All years of the trend period showed that smaller organizations relied more heavily on unrestricted contributed revenue to cover expenses than did larger organizations. 2020 was the only year where large organizations covered more than 50% of expenses with these funds. The change in 2020 was most dramatic for small organizations, where 15% more of expenses were supported by unrestricted contributions than in years past.
The changes from 2019 to 2020 were driven by the same situation described above: expense reduction and contributed revenue growth. Small organizations recognized 10% contributed revenue growth and 11% expense reduction whereas medium and large organizations recognized 8% contributed growth and 5% and 8% expense reduction, respectively. This shows perhaps more nimbleness among smaller organizations, which also had lower reliance on earned revenue streams to cover expenses.
The Cultural Data Profile, SMU DataArts’ data collection instrument from which these insights were gleaned, invites organizations to note if their missions are rooted in a specific demographic voice.

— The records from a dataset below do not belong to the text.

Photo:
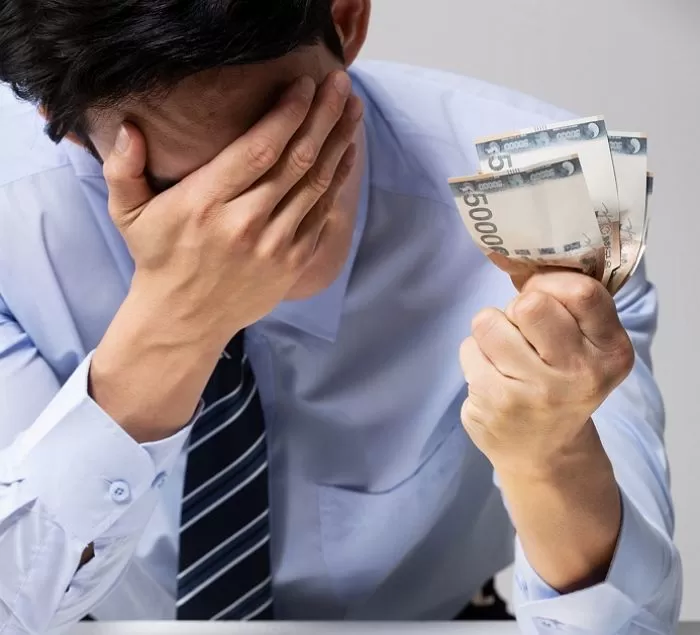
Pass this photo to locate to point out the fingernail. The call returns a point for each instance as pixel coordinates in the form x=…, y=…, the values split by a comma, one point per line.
x=306, y=87
x=342, y=84
x=121, y=145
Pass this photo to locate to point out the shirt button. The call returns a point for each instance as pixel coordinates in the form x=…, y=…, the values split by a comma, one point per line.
x=120, y=492
x=160, y=480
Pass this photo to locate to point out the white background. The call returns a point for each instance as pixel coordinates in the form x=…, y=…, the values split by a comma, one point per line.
x=638, y=63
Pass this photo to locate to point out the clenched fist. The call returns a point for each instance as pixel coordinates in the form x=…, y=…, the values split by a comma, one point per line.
x=539, y=370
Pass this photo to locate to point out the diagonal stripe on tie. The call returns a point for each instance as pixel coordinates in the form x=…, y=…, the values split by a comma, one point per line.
x=224, y=533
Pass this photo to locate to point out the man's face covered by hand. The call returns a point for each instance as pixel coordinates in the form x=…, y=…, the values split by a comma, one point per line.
x=188, y=126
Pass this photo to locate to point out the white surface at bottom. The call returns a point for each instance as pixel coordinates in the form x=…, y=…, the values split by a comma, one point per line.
x=311, y=628
x=297, y=628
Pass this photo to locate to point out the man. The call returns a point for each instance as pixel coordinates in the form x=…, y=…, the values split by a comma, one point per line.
x=236, y=196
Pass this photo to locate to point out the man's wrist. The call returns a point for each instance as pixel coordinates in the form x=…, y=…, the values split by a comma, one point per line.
x=557, y=464
x=151, y=367
x=567, y=513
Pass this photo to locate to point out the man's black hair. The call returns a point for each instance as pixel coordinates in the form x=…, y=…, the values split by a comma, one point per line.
x=72, y=55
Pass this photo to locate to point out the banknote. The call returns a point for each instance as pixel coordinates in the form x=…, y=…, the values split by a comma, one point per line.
x=586, y=138
x=629, y=154
x=527, y=218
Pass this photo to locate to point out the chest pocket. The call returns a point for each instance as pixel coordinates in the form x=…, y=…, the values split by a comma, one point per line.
x=366, y=536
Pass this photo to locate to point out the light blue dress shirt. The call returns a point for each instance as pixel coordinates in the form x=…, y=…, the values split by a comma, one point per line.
x=381, y=507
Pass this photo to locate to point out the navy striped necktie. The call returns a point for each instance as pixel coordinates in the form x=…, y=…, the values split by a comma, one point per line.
x=224, y=571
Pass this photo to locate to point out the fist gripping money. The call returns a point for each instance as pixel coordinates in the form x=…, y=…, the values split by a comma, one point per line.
x=539, y=370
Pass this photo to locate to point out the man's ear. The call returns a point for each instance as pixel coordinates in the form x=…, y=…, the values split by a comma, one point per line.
x=70, y=136
x=351, y=18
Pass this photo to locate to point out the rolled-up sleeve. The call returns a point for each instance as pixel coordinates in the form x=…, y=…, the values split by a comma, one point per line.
x=642, y=592
x=69, y=477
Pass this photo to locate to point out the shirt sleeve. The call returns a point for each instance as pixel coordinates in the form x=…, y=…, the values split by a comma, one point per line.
x=642, y=592
x=69, y=476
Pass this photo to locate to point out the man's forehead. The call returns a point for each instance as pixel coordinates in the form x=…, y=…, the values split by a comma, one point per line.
x=188, y=125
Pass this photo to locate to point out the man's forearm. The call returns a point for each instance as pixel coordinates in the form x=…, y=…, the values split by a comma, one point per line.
x=567, y=516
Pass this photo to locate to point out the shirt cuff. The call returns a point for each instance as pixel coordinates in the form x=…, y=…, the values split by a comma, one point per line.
x=641, y=563
x=83, y=467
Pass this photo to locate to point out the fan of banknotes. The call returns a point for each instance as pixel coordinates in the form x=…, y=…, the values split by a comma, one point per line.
x=567, y=195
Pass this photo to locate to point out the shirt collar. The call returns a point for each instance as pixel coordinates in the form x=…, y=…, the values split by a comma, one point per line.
x=321, y=314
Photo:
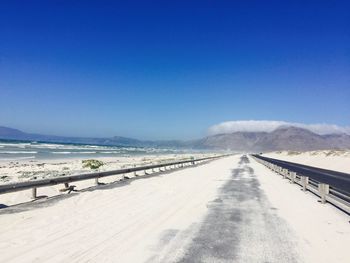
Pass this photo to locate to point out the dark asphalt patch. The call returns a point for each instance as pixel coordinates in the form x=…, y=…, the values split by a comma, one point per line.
x=241, y=226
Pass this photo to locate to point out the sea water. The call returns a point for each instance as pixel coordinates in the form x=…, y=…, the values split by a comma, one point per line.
x=11, y=150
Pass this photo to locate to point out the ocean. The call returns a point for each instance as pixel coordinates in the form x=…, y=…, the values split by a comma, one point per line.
x=20, y=150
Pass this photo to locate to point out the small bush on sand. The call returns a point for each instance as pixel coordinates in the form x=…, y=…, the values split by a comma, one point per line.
x=92, y=164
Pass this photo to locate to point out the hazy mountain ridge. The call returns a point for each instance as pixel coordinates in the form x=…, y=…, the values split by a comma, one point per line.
x=283, y=138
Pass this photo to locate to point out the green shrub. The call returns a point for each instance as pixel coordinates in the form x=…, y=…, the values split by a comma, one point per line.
x=92, y=164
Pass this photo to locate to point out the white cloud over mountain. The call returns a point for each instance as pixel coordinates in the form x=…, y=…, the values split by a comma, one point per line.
x=268, y=126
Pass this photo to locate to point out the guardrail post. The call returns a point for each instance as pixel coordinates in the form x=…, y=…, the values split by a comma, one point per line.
x=323, y=190
x=284, y=173
x=293, y=176
x=34, y=193
x=304, y=182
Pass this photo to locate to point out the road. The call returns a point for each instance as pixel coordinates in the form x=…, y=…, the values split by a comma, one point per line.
x=229, y=210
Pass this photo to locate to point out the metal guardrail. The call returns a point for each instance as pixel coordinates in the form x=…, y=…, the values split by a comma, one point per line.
x=15, y=187
x=320, y=187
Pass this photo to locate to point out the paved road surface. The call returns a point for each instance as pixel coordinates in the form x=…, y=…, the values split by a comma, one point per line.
x=218, y=212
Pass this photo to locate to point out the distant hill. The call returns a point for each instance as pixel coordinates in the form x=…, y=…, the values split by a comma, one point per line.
x=283, y=138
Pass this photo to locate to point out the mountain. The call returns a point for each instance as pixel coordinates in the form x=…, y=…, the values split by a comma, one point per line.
x=283, y=138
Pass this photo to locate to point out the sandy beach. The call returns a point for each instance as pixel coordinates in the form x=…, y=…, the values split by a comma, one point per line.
x=24, y=170
x=232, y=209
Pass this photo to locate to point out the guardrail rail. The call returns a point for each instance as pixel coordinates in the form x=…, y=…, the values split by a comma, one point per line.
x=66, y=180
x=331, y=186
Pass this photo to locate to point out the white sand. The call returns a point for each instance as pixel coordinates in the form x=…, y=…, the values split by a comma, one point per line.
x=327, y=159
x=323, y=230
x=131, y=223
x=25, y=170
x=116, y=225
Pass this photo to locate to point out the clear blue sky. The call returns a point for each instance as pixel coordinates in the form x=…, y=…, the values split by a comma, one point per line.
x=171, y=69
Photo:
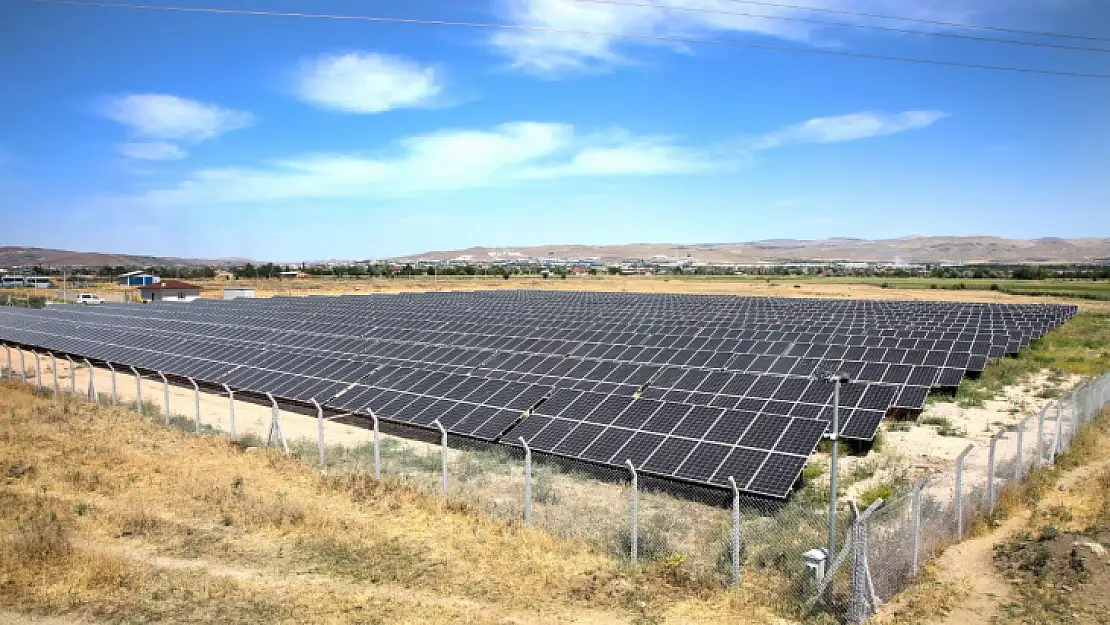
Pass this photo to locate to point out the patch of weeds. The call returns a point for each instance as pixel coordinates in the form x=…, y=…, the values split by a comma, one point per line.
x=391, y=561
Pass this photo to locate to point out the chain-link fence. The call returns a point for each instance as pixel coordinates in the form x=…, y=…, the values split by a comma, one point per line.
x=781, y=548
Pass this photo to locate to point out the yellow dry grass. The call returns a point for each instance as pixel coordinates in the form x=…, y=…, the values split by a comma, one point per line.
x=106, y=516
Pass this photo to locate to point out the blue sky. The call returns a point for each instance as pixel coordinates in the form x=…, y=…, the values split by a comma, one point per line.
x=294, y=139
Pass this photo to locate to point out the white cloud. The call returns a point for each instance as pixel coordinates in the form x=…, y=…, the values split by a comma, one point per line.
x=152, y=151
x=555, y=54
x=158, y=116
x=848, y=128
x=510, y=153
x=365, y=82
x=441, y=161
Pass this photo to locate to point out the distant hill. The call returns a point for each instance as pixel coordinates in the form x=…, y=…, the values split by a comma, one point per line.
x=29, y=256
x=907, y=249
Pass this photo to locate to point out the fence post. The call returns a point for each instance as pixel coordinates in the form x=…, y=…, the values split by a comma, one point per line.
x=736, y=531
x=443, y=454
x=197, y=405
x=917, y=525
x=320, y=430
x=990, y=470
x=1021, y=444
x=165, y=397
x=527, y=482
x=1040, y=436
x=377, y=449
x=275, y=431
x=92, y=384
x=634, y=551
x=959, y=491
x=139, y=394
x=231, y=410
x=114, y=396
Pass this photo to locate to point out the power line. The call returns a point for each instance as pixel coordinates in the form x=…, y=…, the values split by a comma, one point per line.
x=383, y=19
x=920, y=20
x=845, y=24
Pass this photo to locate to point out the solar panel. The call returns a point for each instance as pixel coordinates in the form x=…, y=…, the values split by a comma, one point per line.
x=689, y=387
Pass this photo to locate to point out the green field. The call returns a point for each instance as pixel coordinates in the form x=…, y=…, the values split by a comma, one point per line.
x=1080, y=289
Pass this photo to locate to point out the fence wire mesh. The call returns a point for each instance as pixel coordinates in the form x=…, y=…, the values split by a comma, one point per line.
x=876, y=556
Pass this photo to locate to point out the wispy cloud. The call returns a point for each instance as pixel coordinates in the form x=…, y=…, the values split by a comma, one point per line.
x=154, y=119
x=158, y=116
x=152, y=151
x=511, y=153
x=557, y=54
x=366, y=82
x=848, y=128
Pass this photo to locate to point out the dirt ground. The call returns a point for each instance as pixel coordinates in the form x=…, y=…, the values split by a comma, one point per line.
x=781, y=286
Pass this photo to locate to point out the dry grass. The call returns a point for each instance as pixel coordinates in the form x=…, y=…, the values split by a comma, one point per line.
x=107, y=516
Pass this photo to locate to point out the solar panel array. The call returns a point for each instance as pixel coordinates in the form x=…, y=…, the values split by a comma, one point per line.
x=694, y=389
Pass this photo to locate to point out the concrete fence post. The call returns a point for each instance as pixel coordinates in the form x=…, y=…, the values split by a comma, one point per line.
x=1040, y=437
x=165, y=399
x=736, y=531
x=231, y=411
x=115, y=399
x=990, y=469
x=92, y=383
x=443, y=454
x=197, y=406
x=959, y=491
x=139, y=394
x=634, y=496
x=917, y=526
x=275, y=434
x=320, y=430
x=1021, y=447
x=377, y=447
x=527, y=482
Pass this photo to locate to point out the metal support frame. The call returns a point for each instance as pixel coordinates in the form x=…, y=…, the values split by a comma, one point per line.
x=275, y=433
x=114, y=395
x=165, y=397
x=736, y=531
x=837, y=380
x=990, y=469
x=320, y=430
x=139, y=394
x=197, y=405
x=92, y=383
x=634, y=501
x=443, y=454
x=527, y=481
x=377, y=447
x=959, y=491
x=231, y=410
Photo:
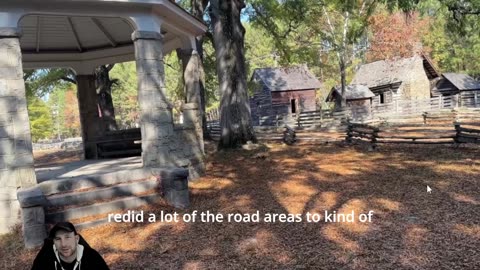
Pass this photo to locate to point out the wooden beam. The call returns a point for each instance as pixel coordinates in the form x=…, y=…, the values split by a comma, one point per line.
x=104, y=31
x=39, y=30
x=75, y=34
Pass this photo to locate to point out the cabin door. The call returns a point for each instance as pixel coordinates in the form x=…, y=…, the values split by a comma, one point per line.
x=293, y=106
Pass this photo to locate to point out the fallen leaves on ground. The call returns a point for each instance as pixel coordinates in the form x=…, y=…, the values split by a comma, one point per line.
x=410, y=229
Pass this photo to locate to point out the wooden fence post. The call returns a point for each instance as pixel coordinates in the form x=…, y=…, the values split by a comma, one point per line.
x=457, y=134
x=374, y=137
x=348, y=139
x=475, y=98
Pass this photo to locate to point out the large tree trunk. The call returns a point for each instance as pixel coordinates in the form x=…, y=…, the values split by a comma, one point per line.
x=228, y=34
x=198, y=10
x=343, y=80
x=104, y=90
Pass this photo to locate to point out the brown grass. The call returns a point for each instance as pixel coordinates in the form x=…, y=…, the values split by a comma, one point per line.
x=410, y=229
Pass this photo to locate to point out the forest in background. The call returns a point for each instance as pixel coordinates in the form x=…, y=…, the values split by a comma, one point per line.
x=324, y=37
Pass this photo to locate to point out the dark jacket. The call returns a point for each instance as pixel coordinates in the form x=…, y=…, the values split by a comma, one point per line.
x=88, y=258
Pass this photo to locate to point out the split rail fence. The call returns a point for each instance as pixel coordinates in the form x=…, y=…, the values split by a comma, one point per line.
x=443, y=128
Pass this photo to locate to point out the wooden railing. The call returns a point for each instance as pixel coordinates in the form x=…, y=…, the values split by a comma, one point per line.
x=434, y=129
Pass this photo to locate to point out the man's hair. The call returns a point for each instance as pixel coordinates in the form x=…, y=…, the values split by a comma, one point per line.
x=62, y=226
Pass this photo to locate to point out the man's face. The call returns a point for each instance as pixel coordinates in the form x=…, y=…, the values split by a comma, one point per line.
x=66, y=244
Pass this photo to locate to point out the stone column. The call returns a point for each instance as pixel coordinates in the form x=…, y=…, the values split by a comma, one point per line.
x=89, y=119
x=158, y=138
x=16, y=157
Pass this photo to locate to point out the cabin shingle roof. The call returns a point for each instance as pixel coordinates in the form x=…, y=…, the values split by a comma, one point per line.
x=462, y=81
x=352, y=92
x=284, y=79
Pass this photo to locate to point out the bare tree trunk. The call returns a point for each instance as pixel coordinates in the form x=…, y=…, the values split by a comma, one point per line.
x=228, y=33
x=104, y=90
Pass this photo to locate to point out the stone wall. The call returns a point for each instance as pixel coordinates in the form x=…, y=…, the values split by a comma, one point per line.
x=415, y=85
x=16, y=158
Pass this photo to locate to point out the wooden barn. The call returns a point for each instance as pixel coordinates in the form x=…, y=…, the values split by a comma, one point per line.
x=463, y=86
x=403, y=79
x=356, y=95
x=280, y=91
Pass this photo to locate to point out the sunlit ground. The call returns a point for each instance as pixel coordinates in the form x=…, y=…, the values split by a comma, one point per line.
x=410, y=229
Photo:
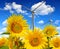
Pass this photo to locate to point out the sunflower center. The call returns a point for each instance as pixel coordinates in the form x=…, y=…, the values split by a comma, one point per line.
x=34, y=42
x=56, y=44
x=16, y=27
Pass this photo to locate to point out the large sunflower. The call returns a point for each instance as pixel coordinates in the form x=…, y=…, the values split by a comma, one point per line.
x=3, y=41
x=35, y=40
x=16, y=24
x=55, y=42
x=50, y=31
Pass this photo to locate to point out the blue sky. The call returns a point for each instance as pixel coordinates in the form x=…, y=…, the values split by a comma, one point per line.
x=49, y=10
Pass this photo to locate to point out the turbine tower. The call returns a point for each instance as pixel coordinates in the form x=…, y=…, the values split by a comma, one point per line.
x=32, y=11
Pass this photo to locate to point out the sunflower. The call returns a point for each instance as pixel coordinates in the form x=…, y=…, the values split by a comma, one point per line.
x=50, y=31
x=16, y=25
x=55, y=42
x=3, y=41
x=35, y=39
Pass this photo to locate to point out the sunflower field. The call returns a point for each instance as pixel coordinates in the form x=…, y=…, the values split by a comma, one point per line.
x=22, y=37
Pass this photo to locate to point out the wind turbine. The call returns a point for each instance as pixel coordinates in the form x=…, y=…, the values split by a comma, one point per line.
x=32, y=11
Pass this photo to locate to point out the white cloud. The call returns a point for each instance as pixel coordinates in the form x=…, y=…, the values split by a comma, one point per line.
x=2, y=30
x=57, y=22
x=41, y=22
x=13, y=7
x=4, y=22
x=43, y=9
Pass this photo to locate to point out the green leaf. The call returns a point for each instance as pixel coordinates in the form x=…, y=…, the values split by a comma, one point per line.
x=5, y=33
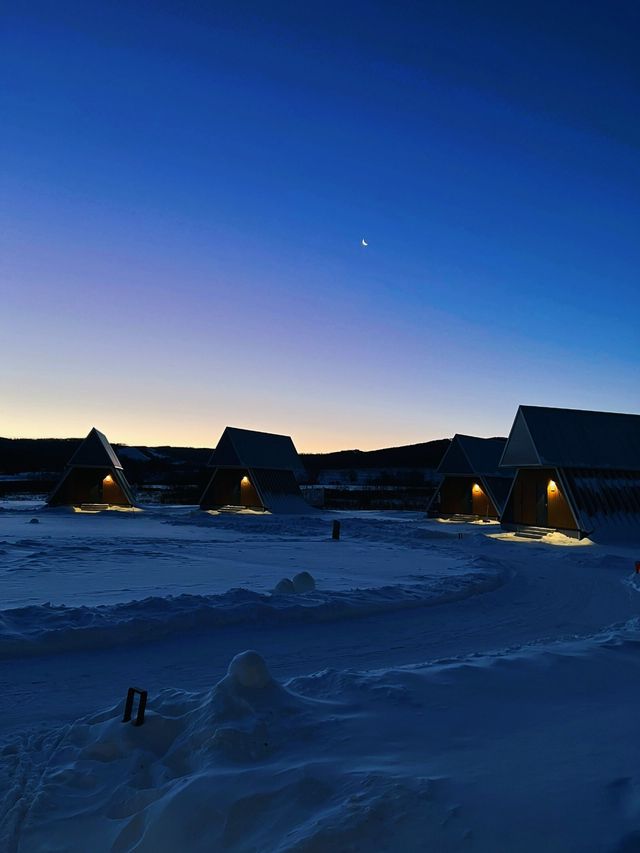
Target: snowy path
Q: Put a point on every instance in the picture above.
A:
(441, 693)
(552, 593)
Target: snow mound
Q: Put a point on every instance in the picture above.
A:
(303, 582)
(249, 669)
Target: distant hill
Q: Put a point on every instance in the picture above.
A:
(425, 455)
(186, 464)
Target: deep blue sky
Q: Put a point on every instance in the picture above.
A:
(185, 187)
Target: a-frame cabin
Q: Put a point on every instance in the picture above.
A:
(577, 472)
(94, 476)
(472, 487)
(254, 470)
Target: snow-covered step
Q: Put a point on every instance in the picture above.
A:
(533, 532)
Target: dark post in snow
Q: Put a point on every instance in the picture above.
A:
(128, 706)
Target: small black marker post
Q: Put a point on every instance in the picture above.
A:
(128, 706)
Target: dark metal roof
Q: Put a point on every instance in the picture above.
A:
(95, 452)
(498, 489)
(573, 438)
(604, 499)
(245, 448)
(468, 454)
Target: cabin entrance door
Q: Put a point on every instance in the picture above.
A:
(541, 504)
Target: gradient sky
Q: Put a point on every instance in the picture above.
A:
(185, 187)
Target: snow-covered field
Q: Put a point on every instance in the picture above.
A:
(444, 687)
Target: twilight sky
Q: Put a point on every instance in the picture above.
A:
(185, 187)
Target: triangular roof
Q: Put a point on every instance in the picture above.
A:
(573, 438)
(469, 455)
(246, 448)
(95, 452)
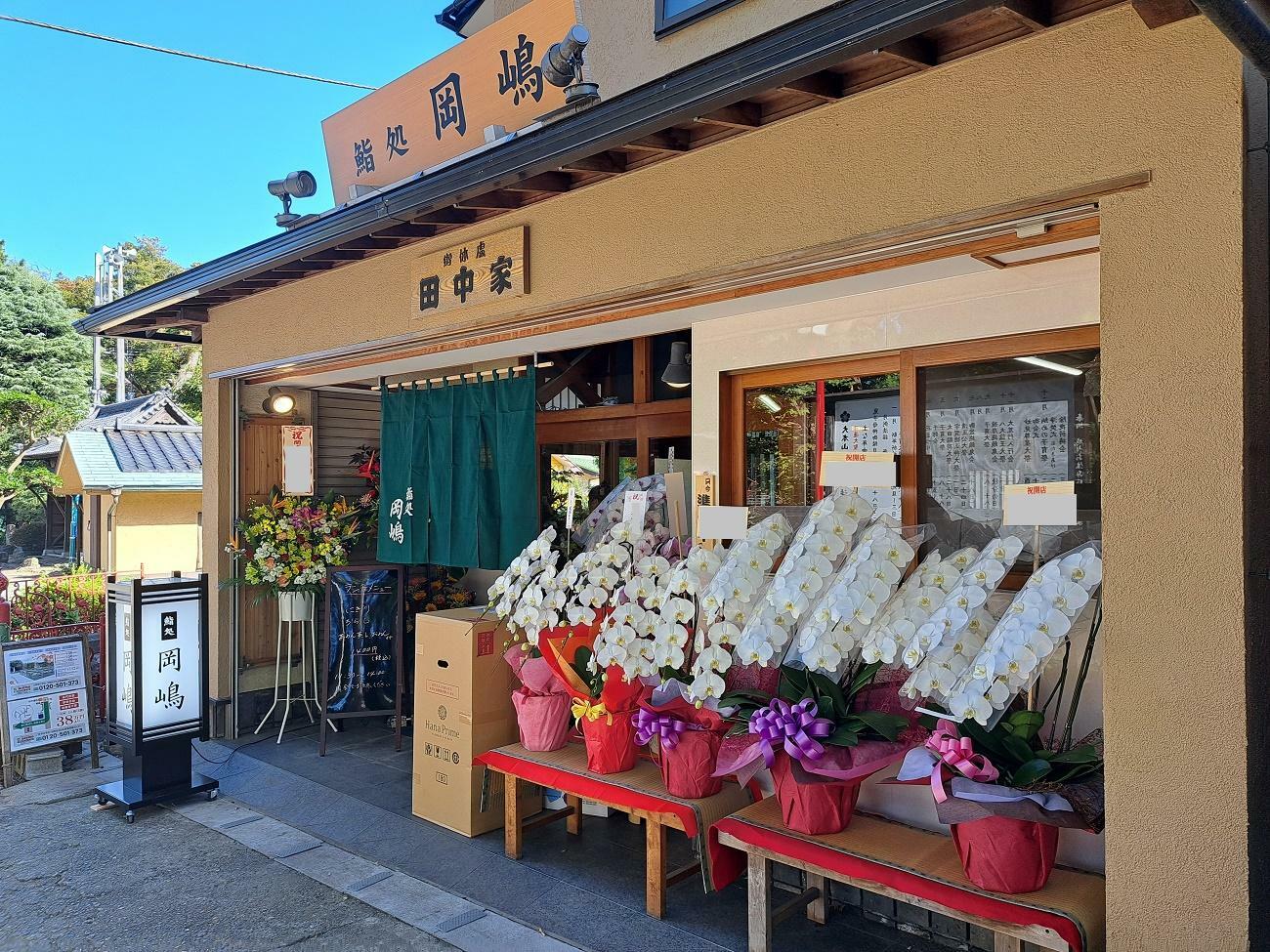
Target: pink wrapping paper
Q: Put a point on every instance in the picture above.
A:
(541, 719)
(1002, 854)
(541, 702)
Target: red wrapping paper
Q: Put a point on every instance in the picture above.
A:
(610, 747)
(541, 719)
(813, 807)
(687, 766)
(1003, 854)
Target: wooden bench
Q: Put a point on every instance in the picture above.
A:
(639, 794)
(912, 866)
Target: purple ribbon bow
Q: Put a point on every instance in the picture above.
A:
(792, 726)
(664, 727)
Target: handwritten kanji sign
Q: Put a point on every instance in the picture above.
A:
(475, 273)
(443, 108)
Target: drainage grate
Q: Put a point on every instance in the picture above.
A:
(457, 921)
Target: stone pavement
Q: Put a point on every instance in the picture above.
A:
(208, 876)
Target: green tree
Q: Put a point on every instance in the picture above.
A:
(43, 376)
(152, 364)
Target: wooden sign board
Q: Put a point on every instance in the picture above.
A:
(297, 461)
(443, 108)
(1039, 504)
(858, 470)
(471, 274)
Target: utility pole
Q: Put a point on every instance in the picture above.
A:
(106, 287)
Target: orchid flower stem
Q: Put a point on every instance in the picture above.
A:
(1084, 671)
(1057, 692)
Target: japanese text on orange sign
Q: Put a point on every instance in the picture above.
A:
(441, 109)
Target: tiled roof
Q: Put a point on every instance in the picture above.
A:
(151, 409)
(156, 448)
(136, 458)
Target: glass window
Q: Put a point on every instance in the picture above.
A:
(592, 469)
(672, 14)
(589, 376)
(663, 354)
(787, 427)
(1024, 419)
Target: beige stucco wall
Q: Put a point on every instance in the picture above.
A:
(1084, 103)
(157, 532)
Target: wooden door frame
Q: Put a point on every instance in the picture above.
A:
(907, 363)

For this analysis, we are also going to explore those organizations whose missions focus on a particular racial or ethnic group.
Figure 3 shows that organizations whose missions are rooted in a particular racial or ethnic voice tend to cover more of their expenses with unrestricted contributions than do other organizations.
Both groups saw just over 10% expense reduction from 2019 into 2020, but organizations with missions rooted in a particular voice saw slightly more contributed revenue growth than others.
Returning to one of our primary questions, when looking at these changes to unrestricted contributed revenue and total expenses, were the changes enough to offset earned revenue losses and end the year at a break-even level?
Overall, yes, the average fiscal year bottom line figure for unrestricted funds relative to expenses showed a 2% surplus. Smaller organizations saw the largest average surpluses at 16% while large organizations broke even in 2020. Those with missions rooted in a specific racial or ethnic voice had unrestricted surpluses of 13%. We will further detail bottom line figures for these types of organizations in future posts to explore differences in how bottom lines might be approached or conceptualized within the sector, including looking only at operating funds or by including depreciation expenses.
It is important to remember that this analysis only captures an early portion of the pandemic. SMU DataArts will continue to update this information to more fully explore COVID-19’s impact on the sector over time.